Regarding the proposed API, SetLimit makes sense with existing errgroup API, but TryGo always succeeds when there is no limit. Would there be a clearer separation with a LimitGroup type, which is instantiated with WithContextLimit?

Hello, I just created a package for that : https://pkg.go.dev/github.com/cboudereau/errgroupsem in order to use it as quick as possible on our side but feel free to discuss in order to merge both versions :). The one with WaitGroup.Go does not offer the same error management in a fail fast way like the Wait() function actually does in errgroup.

thepudds · 2022-03-04T14:41:32Z

Some related discussion here, including several people chiming in to comment that they felt the need to implement something similar:

https://mobile.twitter.com/fatih/status/1499722289625063427

rsc · 2022-03-16T17:54:24Z

@bcmills do you think there is new API that should be added to errgroup along these lines? If so, what is it?

rsc · 2022-03-16T18:01:10Z

This proposal has been added to the active column of the proposals project
and will now be reviewed at the weekly proposal review meetings.
— rsc for the proposal review group

bcmills · 2022-04-01T21:49:00Z

Taking the API I drafted for my GopherCon 2018 talk and adding documentation, I suggest:

package errgroup

// SetLimit limits the number of active goroutines in this group to at most n.
// A negative value indicates no limit.
//
// Any subsequent call to the Go method will block until it can add an active
// goroutine without exceeding the configured limit.
//
// The limit must not be modified while any goroutines in the group are active.
func (*Group) SetLimit(n int)

// Go calls the given function in a new goroutine.
// It blocks until the new goroutine can be added without the number of
// active goroutines in the group exceeding the configured limit.
//
// The first call to return a non-nil error cancels the group; its error will be returned by Wait.
func (*Group) Go(f func() error)

// TryGo calls the given function in a new goroutine only if the number of
// active goroutines in the group is currently below the configured limit.
//
// The return value reports whether the goroutine was started.
func (*Group) TryGo(f func() error) bool

bcmills · 2022-04-01T21:53:18Z

With the above API, I have one open question: if the group is already cancelled, should TryGo return false (and avoid starting the goroutine) if the group is already canceled due to an earlier error?

seh · 2022-04-01T23:20:25Z

Should there be a variant of (*Group).Go that accepts a context.Context to limit the amount of time a caller is willing to wait? The proposal here introduces (*Group).TryGo to not wait at all, and (*Group).Go threatens to block for a long time. In between lies "try to start a goroutine but don't try for longer than this Context is incomplete (not done)."

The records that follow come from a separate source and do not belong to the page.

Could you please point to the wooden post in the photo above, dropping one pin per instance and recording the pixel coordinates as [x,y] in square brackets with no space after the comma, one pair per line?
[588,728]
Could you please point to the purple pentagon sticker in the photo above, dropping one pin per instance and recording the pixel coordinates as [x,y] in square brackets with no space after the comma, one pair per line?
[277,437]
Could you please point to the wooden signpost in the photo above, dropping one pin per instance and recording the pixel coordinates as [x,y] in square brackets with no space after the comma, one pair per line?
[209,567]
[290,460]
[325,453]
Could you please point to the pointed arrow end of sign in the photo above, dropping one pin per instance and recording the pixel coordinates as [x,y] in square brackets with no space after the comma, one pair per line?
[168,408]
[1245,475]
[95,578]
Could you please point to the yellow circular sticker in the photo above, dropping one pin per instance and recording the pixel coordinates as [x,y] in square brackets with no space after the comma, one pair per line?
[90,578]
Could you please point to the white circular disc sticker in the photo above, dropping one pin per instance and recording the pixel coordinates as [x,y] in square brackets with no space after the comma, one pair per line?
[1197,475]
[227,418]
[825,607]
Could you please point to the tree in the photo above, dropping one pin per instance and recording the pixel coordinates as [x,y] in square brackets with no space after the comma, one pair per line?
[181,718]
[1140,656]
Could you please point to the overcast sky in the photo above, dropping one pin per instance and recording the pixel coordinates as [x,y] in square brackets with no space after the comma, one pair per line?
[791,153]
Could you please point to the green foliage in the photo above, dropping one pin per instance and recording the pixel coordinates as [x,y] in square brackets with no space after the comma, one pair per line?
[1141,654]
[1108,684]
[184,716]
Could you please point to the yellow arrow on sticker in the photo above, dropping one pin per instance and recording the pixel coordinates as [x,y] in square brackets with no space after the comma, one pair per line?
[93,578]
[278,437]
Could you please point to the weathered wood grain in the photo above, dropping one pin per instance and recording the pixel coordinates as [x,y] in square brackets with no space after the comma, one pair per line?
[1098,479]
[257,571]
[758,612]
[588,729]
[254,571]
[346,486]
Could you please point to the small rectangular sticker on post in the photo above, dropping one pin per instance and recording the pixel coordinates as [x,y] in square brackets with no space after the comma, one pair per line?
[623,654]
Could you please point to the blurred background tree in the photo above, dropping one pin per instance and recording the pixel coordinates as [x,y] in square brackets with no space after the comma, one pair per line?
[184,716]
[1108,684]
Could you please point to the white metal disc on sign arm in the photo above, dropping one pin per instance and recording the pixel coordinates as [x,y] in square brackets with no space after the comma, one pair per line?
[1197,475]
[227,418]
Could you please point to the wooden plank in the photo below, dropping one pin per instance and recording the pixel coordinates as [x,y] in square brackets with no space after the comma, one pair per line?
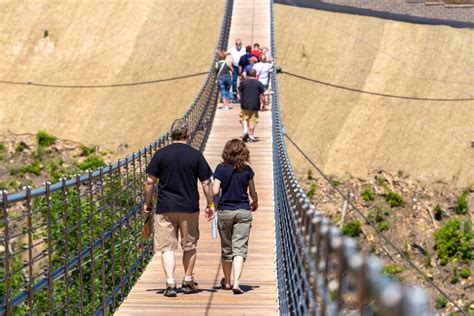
[251,23]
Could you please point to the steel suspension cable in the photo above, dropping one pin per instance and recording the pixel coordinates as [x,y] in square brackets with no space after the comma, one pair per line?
[378,232]
[386,95]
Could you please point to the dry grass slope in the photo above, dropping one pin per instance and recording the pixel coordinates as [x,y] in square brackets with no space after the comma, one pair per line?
[347,132]
[100,43]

changkun · 2022-05-07T13:44:45Z

I got an implementation concern that this proposal may have a behavior change and break some code. According to the document:

// ...
// A zero Group is valid and does not cancel on error.
type Group struct

Hence we can use errgroup as follows:

g := &errgroup.Group{}

What is the default maximum allowed concurrency? If we add a field to Group and use a negative value to indicate no limit:

type Group struct {
	max int64 // maximum allowed concurrency
	...
}

Using WithContext seems fine:

func WithContext(ctx context.Context) (*Group, context.Context) {
	ctx, cancel := context.WithCancel(ctx)
	return &Group{cancel: cancel, max: -1}, ctx
}

But according to #27837 (comment), and the proposed SetLimit behavior:

// SetLimit limits the number of active goroutines in this group to at most n.
// A negative value indicates no limit.
// ...
func (*Group) SetLimit(n int)

It seems for users who already have their usage like the following

g := &errgroup.Group{}

will block forever after implementing the concurrency control, because the default max will be 0, and Go will never run a given task. Did I miss anything?

gopherbot · 2022-05-07T15:35:00Z

Change https://go.dev/cl/404515 mentions this issue: x/sync/errgroup: add TryGo and SetLimit to control concurrency

changkun · 2022-05-07T15:37:52Z

I pushed CL 404515 and implemented a slightly different behavior to SetLimit for not to break the existing usage (if my assumption in #27837 (comment) is sound).

The difference is:

-// A negative value indicates no limit.
+// Zero indicates no limit.
func (*Group) SetLimit(n int)

Kisesy · 2022-05-07T16:57:50Z

func (*Group) SetLimit(n int) *Group better

ianlancetaylor · 2022-05-07T17:36:07Z

@bcmills How do you feel about SetLimit(0) meaning that there is no limit, per @changkun 's message above? I don't see a use case for setting the limit to 0, so this seems OK to me.

bcmills · 2022-05-09T14:27:50Z

I would rather retain SetLimit(0) as a way to force calls to TryGo to always return false — that seems particularly useful in testing.

To make that work with the zero-value Group, we could either store the limit internally as a uint (offset by +1), or use a separate boolean to indicate whether a limit is in effect.

changkun · 2022-05-09T14:34:40Z

I would rather retain SetLimit(0) as a way to force calls to TryGo to always return false — that seems particularly useful in testing.

Any immediate examples to show how it could be more useful in this case?
SetLimit(1), then all subsequent TryGo after first use will fail if the first TryGo remains blocking. Could this also work the same way?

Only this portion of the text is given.